The good news here is that missing, incomplete or incorrect metadata is relatively easy to fix. You pick a vocabulary, you read it, you apply it (or a basic subset if it), et voilà you have fixed the problem.
What do you mean I glossed over the part where it takes many hundreds of hours of work by many people to get to that point?
There’s no getting around it, if some of your data has missing or incomplete metadata, it is likely that all of your data does. The question you need to ask is “is this an investment worth making?”.
There is an argument that the only piece of metadata you need is an owner, because you can always contact the owner for the other metadata, so always start with that. Identify your datasets, make a list of owners and go from there. As far as metadata goes, the more the better, but it can be a case of diminishing returns. I would say that a good rule of thumb is that any missing metadata that 15 minutes examining the data set and 15 minutes talking to the owner can’t surface should wait for another day.
There is another flavour of metadata however, that is not particularly well served by vocabularies alone, but can cause just as much pain if it is missing.
The Expertise Silo
Data in this silo might be readily available to users, but is complex or sits within a very specific domain that only those who work with it on a day-to-day basis can leverage any value from it.
This silo is almost impossible to eliminate entirely and quite common within government as policy tends to lead what data is collected and used. That is shaped by users with incredibly deep subject matter expertise who may not consider it useful to others¹.
This is again where having a culture of information asset ownership in your organisation will really help (I am forever grateful for the groundwork laid for me at the FSA by our Information Governance team), because it gives users a direct line to someone who can field domain related questions.
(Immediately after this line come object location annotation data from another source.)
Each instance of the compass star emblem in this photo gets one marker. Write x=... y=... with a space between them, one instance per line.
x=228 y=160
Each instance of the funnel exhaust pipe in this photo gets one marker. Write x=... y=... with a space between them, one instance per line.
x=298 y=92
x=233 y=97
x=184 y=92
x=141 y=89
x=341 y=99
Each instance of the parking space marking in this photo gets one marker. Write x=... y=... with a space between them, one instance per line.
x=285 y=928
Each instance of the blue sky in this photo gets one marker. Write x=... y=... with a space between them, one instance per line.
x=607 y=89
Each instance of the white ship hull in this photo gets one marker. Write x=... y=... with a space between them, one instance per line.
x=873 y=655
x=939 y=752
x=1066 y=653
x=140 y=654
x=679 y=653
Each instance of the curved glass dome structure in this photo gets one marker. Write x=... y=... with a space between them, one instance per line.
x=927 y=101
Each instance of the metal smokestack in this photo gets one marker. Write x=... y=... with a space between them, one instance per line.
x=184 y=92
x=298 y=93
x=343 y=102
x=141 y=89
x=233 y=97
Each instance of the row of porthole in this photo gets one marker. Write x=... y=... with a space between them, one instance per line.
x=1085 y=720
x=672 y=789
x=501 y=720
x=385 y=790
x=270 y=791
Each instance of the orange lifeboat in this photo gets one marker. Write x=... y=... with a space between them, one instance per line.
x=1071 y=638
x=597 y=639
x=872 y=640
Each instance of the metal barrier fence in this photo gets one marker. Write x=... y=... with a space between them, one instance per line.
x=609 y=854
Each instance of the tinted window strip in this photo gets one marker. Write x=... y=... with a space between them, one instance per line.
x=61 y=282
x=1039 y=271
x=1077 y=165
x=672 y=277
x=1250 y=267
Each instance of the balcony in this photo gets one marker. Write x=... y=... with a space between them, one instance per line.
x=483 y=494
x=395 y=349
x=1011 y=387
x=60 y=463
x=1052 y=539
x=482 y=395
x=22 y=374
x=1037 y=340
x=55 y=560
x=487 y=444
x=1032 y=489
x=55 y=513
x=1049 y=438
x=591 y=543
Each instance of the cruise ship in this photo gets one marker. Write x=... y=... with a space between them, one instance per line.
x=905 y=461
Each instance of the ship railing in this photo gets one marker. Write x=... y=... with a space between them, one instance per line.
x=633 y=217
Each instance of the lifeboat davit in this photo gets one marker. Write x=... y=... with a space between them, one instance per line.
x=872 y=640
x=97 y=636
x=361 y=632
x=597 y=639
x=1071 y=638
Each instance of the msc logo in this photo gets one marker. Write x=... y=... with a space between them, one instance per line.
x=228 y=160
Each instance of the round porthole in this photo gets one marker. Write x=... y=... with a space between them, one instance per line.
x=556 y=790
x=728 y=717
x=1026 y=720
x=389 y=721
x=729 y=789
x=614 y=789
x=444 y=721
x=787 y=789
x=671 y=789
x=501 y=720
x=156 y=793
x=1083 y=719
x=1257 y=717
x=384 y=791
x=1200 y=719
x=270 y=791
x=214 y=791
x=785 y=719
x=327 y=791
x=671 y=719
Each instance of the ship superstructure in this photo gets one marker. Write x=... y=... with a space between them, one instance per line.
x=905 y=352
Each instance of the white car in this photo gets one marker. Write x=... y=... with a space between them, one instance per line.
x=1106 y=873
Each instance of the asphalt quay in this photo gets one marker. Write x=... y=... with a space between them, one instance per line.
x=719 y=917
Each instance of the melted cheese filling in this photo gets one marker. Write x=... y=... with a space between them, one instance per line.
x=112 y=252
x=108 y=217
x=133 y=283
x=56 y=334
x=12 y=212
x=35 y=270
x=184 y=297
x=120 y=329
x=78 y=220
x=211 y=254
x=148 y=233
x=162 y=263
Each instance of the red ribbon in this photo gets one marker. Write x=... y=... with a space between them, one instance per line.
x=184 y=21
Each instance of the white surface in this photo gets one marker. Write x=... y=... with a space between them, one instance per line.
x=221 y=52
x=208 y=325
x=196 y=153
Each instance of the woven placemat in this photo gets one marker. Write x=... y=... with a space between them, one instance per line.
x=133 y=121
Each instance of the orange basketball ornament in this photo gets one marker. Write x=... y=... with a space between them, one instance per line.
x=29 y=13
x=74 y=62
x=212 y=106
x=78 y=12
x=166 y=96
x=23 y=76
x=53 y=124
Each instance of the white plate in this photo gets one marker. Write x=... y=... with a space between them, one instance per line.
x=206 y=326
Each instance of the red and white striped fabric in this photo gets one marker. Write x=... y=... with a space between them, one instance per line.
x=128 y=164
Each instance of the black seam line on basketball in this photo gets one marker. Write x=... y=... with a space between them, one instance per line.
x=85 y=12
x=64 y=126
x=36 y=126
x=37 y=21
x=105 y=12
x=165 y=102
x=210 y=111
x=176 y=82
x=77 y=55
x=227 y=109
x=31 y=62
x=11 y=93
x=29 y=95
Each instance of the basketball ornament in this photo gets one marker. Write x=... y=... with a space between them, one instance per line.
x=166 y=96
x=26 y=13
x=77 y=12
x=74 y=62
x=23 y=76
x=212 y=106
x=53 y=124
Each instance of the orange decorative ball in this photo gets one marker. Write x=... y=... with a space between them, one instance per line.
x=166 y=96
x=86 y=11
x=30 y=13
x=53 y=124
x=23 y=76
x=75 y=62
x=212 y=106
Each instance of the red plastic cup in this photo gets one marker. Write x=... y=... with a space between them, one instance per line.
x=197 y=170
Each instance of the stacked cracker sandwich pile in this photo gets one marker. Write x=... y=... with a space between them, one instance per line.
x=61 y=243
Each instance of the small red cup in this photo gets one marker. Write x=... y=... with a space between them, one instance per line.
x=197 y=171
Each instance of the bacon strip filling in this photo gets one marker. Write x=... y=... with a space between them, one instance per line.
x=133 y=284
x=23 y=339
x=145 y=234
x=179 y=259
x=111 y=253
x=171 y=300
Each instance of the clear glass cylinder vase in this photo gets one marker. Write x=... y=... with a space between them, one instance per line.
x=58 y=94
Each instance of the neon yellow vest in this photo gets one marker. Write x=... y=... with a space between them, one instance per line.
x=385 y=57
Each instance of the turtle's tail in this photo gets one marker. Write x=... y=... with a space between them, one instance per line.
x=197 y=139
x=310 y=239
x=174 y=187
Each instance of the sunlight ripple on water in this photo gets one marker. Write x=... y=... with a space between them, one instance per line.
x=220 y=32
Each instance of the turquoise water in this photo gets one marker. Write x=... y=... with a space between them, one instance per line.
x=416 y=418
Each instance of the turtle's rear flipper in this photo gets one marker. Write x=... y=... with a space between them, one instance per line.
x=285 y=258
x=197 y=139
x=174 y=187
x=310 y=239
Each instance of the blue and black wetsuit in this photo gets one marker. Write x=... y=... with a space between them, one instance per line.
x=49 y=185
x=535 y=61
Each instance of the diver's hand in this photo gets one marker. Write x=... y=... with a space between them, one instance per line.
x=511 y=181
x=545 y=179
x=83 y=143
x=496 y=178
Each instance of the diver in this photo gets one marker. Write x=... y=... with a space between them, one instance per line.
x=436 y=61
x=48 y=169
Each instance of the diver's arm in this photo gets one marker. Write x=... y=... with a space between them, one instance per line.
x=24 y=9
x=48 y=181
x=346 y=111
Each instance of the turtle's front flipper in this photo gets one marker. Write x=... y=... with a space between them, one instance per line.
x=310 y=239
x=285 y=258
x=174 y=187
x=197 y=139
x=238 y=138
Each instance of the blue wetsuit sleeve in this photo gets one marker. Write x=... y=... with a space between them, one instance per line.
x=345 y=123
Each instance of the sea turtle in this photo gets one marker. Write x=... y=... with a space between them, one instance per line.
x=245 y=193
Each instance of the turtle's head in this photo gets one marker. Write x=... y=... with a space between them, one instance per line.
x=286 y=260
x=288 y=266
The challenge is not in identifying suitable owners, but bringing them on board with the obligations that come with being an information asset owner. You need to appeal to their better self that there is a tangible benefit to the organisation and them in the long term, that previously unseen insights might be there in the data they had not considered and their contribution to understanding that data set is key².
This approach is great for a first pass, but much like documenting institutional memory, you will need to take a longer view. This is where documentation, aka qualitative metadata, comes in.
Good documentation means users can make meaningful judgements about how useful the data will be for their purposes without having to try it first. As a profession, I would very much like to see data architecture make some strides in this area.
What do re-usable patterns for describing the qualitative properties of data look like?
How do we talk clearly about biases and limitations in data sets?
Should qualitative metadata be included in vocabularies like Dublin Core and DCAT?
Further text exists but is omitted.